Le Corbusier (Charles-Édouard Jeanneret). Plan Obus, Algiers. 1932.

Le Corbusier (Charles-Édouard Jeanneret). Plan Obus, Algiers. 1932. Version A. General plan. Ink and airbrush on tracing paper, 37 1/16 x 77 7/16" (94.1 x 196.7 cm).
Fondation Le Corbusier, Paris. © 2013 Artists Rights Society (ARS), New York / ADAGP, Paris / FLC

Curator, Barry Bergdoll: In 1932, the architect presented a plan for the African city of Algiers to mark its 100th anniversary as a French colony.

Architect, Jean-Louis Cohen: This plan is meant to completely reorganize the city of Algiers, and is based on the integration of road infrastructure, a gigantic viaduct for a freeway, and the city itself. The freeway is not only a means of transportation; it is also a building.

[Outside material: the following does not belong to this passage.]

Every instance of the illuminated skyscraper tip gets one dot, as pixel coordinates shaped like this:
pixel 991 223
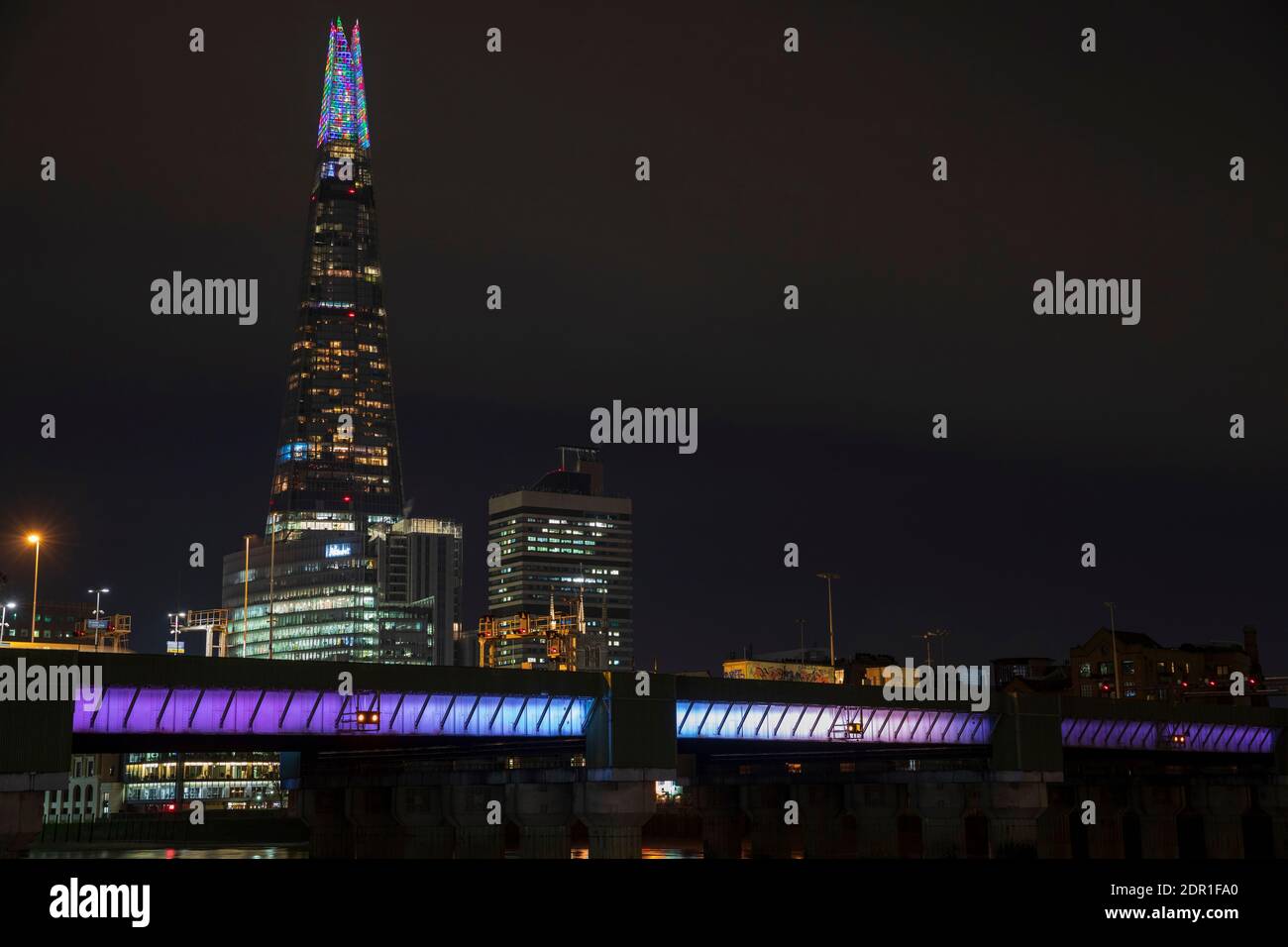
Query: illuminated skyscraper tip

It is meant to be inhabited under the roadway.

Barry Berdgoll: In Algiers, Le Corbusier spent a lot of time sketching and painting the local landscape and people.

Jean-Louis Cohen: It can be said that he translates into the realm of architecture the supple forms that he had observed in the bodies of Algerian women. With the plan for Algiers, Le Corbusier breaks with the octagonal shapes of his previous city plans.

Barry Berdgoll: To Le Corbusier’s disappointment, this plan was never built. Still, his ideas endured.

Jean-Louis Cohen: The ideas migrated to other areas. Many of the young Brazilian architects who were fascinated by the work of Le Corbusier built chunks of it in Rio de Janeiro. And in Algiers younger architects in the 1950s implemented some small segments that can be considered as pieces of the initial grand design.